Les tenues nécessaires étaient « une chemise ou une tunique de lin, large et blanche, avec des manches bien taillées et une grande tunique de soie cramoisie ou écarlate avec des broderies dorées ne descendant pas plus bas que les genoux. Tu feras une ceinture de soie de la même couleur que la tunique et tu auras sur la tête une belle couronne ou un filet tissé de soie et d’or. » Alex a passé des semaines à rechercher des matériaux appropriés et à coudre les vêtements à la main et il a fait la couronne de fil d’or (celui qui sert à enfiler les colliers) et de velours rouge.

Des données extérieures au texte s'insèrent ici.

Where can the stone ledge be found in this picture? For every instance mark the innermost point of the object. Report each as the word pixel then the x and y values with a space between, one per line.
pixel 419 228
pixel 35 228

« Une baguette d’amandier, lisse et droite » a été façonnée à partir d’une très grande cheville.
« Tu prieras le saint ange pour qu’il daigne signer ou écrire sur un petit carré ou une plaque d’argent que tu auras faite à cet effet ». Il a utilisé le dos en argent d’une montre à gousset que sa mère lui avait offerte des années plus tôt.

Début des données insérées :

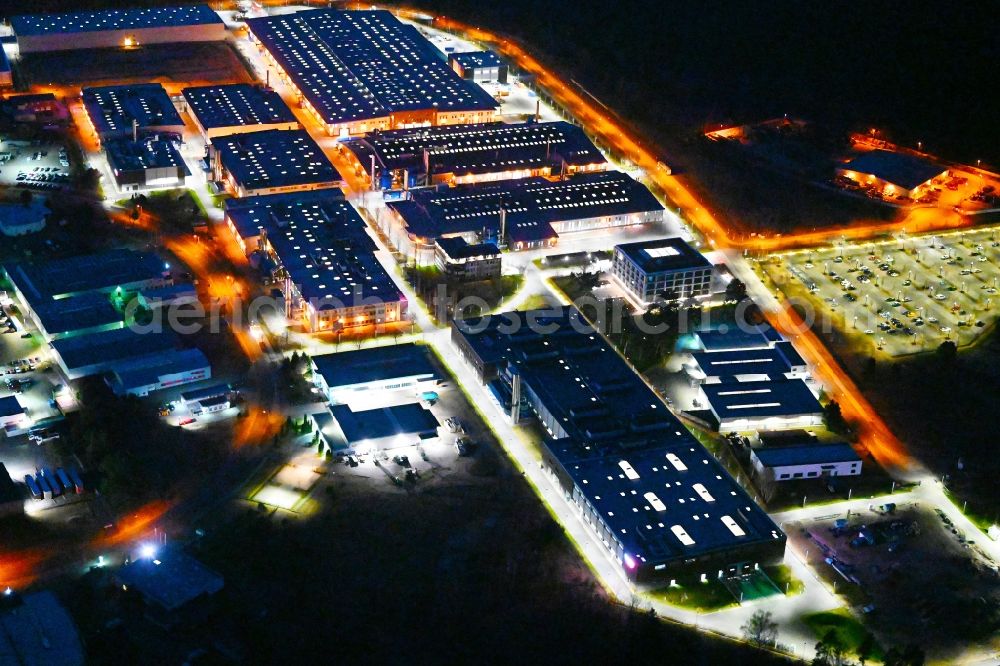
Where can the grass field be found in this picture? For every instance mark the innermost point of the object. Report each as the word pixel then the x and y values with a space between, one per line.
pixel 704 597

Se procurer méticuleusement l’équipement détaillé dans le livre n’était qu’une partie de ce qui était indiqué. Pendant onze mois il a dû accomplir quotidiennement des rituels.
Si tu es ton propre maître et si cela t’est possible, libère-toi de toutes tes occupations et abandonne toutes tes relations et des conversations banales et vaines, mène une vie tranquille, solitaire et honnête. Si avant tu avais été un homme méchant, débauché, avare, luxurieux et fier, cesse et fuis tous ces vices, pense que ce fut l’une des raisons principales pour lesquelles Abraham, Moïse, David, Jean et d’autres saints hommes se sont retirés dans le désert jusqu’à ce qu’ils aient acquis cette science et magie sacrées.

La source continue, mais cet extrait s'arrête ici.